Washington, Nov 23: Pakistan Army Chief General Ashfaq Pervez Kayani refused an American request to confiscate the cell phone of jailed LeT commander Zaki-ur-Rehman Lakhvi being used to direct the group's operation from the Rawalpindi jail, reflecting connection between the country's powerful military and the terrorist outfit.
“Kayani rejected a US request that authorities take away the cell phone Lakhvi was using in jail, according to the memo to Secretary of State Hillary Clinton and the National Security Council,” said the investigative news report which was telecast by PBS's Frontline and posted on the website of ProPublica yesterday.

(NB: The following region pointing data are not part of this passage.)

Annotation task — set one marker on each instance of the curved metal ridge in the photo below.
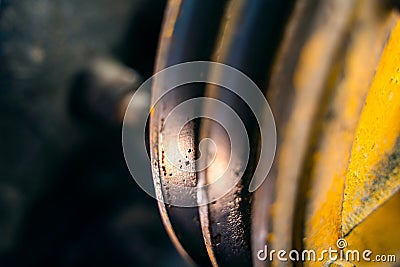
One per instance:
(217, 234)
(187, 35)
(248, 40)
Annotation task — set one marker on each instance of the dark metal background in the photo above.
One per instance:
(66, 196)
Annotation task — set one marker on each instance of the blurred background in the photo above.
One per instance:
(66, 195)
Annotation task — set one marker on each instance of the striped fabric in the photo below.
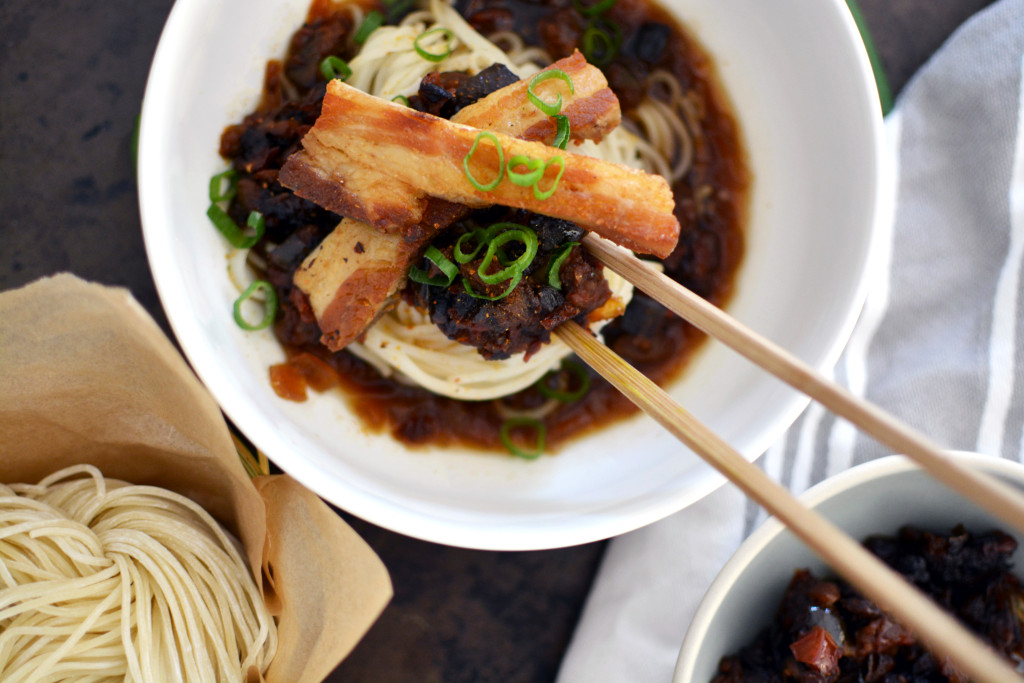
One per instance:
(939, 344)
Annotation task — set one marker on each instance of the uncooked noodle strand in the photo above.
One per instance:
(105, 581)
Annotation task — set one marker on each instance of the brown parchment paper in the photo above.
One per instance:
(86, 376)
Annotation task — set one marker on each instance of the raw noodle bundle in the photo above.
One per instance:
(105, 581)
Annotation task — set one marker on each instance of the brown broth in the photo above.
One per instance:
(711, 205)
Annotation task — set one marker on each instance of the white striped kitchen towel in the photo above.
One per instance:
(940, 344)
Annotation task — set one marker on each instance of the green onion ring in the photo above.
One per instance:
(501, 162)
(520, 233)
(598, 7)
(598, 47)
(235, 236)
(335, 68)
(269, 305)
(435, 256)
(556, 264)
(371, 23)
(551, 109)
(566, 396)
(512, 285)
(506, 435)
(217, 181)
(561, 131)
(530, 177)
(435, 56)
(543, 195)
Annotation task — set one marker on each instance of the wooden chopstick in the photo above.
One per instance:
(986, 491)
(889, 590)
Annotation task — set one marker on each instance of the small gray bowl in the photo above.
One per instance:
(879, 497)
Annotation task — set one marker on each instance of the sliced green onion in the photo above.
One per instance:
(435, 256)
(217, 181)
(598, 7)
(570, 369)
(512, 285)
(333, 68)
(519, 233)
(561, 131)
(532, 423)
(371, 23)
(551, 109)
(598, 47)
(528, 178)
(556, 264)
(543, 195)
(238, 238)
(269, 305)
(435, 56)
(501, 162)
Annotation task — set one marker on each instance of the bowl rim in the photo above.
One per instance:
(772, 528)
(439, 528)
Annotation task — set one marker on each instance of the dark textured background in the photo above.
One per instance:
(72, 77)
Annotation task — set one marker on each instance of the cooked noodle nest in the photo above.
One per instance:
(105, 581)
(403, 344)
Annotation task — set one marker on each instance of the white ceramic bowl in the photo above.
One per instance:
(878, 497)
(803, 90)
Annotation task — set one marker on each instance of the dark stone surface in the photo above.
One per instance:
(72, 77)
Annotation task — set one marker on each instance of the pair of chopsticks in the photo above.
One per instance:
(937, 630)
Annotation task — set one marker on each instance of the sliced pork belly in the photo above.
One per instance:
(352, 276)
(357, 135)
(592, 111)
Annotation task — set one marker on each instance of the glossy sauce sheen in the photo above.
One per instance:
(710, 204)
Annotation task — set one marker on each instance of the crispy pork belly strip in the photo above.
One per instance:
(367, 193)
(592, 110)
(356, 132)
(351, 278)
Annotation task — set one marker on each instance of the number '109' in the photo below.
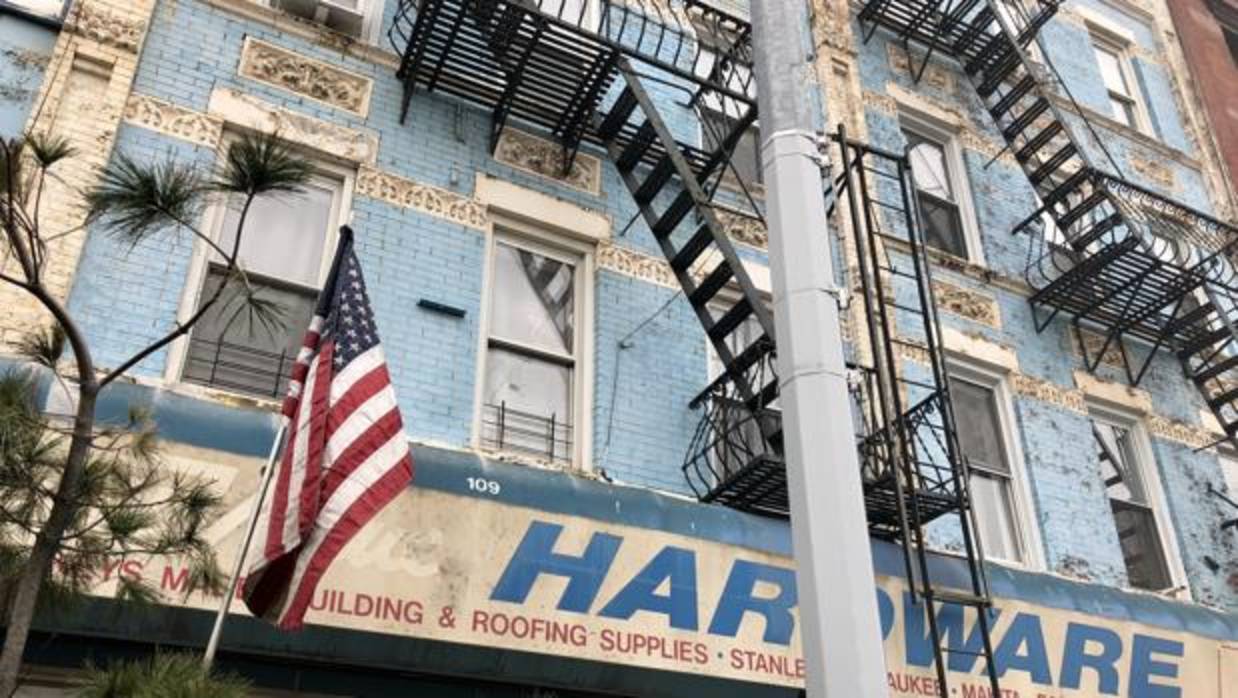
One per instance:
(484, 485)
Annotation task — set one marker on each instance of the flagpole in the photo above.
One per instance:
(268, 473)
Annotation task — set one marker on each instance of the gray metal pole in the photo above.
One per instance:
(838, 618)
(208, 657)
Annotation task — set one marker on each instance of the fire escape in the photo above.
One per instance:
(587, 72)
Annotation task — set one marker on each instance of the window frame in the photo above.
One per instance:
(542, 240)
(956, 170)
(201, 259)
(372, 22)
(1149, 477)
(707, 105)
(1113, 41)
(1024, 516)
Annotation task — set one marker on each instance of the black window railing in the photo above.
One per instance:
(239, 368)
(514, 431)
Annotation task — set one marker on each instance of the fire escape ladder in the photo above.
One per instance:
(913, 469)
(666, 181)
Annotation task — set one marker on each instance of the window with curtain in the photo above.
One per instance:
(282, 254)
(1119, 82)
(983, 442)
(1123, 475)
(531, 353)
(937, 192)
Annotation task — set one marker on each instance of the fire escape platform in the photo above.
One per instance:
(528, 64)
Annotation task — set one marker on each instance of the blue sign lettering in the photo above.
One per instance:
(1103, 661)
(536, 556)
(677, 567)
(1144, 667)
(738, 598)
(1023, 649)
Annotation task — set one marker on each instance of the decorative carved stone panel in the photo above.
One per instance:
(966, 303)
(94, 21)
(743, 228)
(305, 76)
(235, 107)
(1049, 392)
(173, 120)
(425, 198)
(545, 157)
(628, 262)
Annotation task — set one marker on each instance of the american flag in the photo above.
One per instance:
(344, 453)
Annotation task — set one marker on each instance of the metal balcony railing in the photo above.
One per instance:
(514, 431)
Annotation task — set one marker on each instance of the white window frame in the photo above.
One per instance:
(757, 187)
(212, 222)
(1117, 41)
(373, 11)
(947, 136)
(582, 255)
(1228, 462)
(1149, 475)
(1024, 515)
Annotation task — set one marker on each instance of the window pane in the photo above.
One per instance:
(528, 404)
(230, 349)
(45, 8)
(942, 225)
(1140, 546)
(745, 159)
(1123, 112)
(929, 167)
(991, 496)
(1111, 69)
(1117, 457)
(979, 433)
(532, 300)
(284, 235)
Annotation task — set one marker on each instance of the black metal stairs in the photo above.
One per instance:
(913, 465)
(1118, 259)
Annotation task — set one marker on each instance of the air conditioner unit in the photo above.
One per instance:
(346, 16)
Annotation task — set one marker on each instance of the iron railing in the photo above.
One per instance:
(238, 368)
(515, 431)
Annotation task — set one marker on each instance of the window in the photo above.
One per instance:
(530, 387)
(41, 8)
(1119, 81)
(1002, 516)
(719, 113)
(1231, 42)
(941, 191)
(1229, 472)
(1125, 477)
(359, 19)
(282, 251)
(747, 157)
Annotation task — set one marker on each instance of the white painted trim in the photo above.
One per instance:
(1150, 477)
(1117, 38)
(947, 135)
(342, 213)
(541, 211)
(581, 254)
(997, 378)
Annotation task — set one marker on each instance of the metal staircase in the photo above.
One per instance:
(1142, 271)
(591, 77)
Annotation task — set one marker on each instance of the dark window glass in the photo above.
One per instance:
(745, 159)
(1147, 567)
(940, 215)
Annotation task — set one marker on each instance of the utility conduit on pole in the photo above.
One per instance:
(838, 616)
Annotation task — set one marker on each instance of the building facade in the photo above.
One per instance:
(1210, 43)
(597, 504)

As a result of this Lakhvi continues to direct the LeT operations unhindered from the safe confines of a jail in Rawalpindi.
According to the PBS/ProPublica joint investigation, during a meeting overseas last summer, a senior US official and Kayani, the chief of Pakistan's armed forces, discussed a threat that has strained the troubled US-Pakistani relationship since the 2008 Mumbai attacks blamed on the Lashkar-i-Taiba militant group.
The senior US official expressed concern that Lakhvi, a terrorist chief arrested for the brutal attacks in India, was still directing Lashkar operations while in custody, according to a US government memo viewed by ProPublica.
Kayani responded that Pakistan's spy agency, the Inter-Services Intelligence Directorate (ISI), had told prison authorities to better control Lakhvi's access to the outside world, the memo said.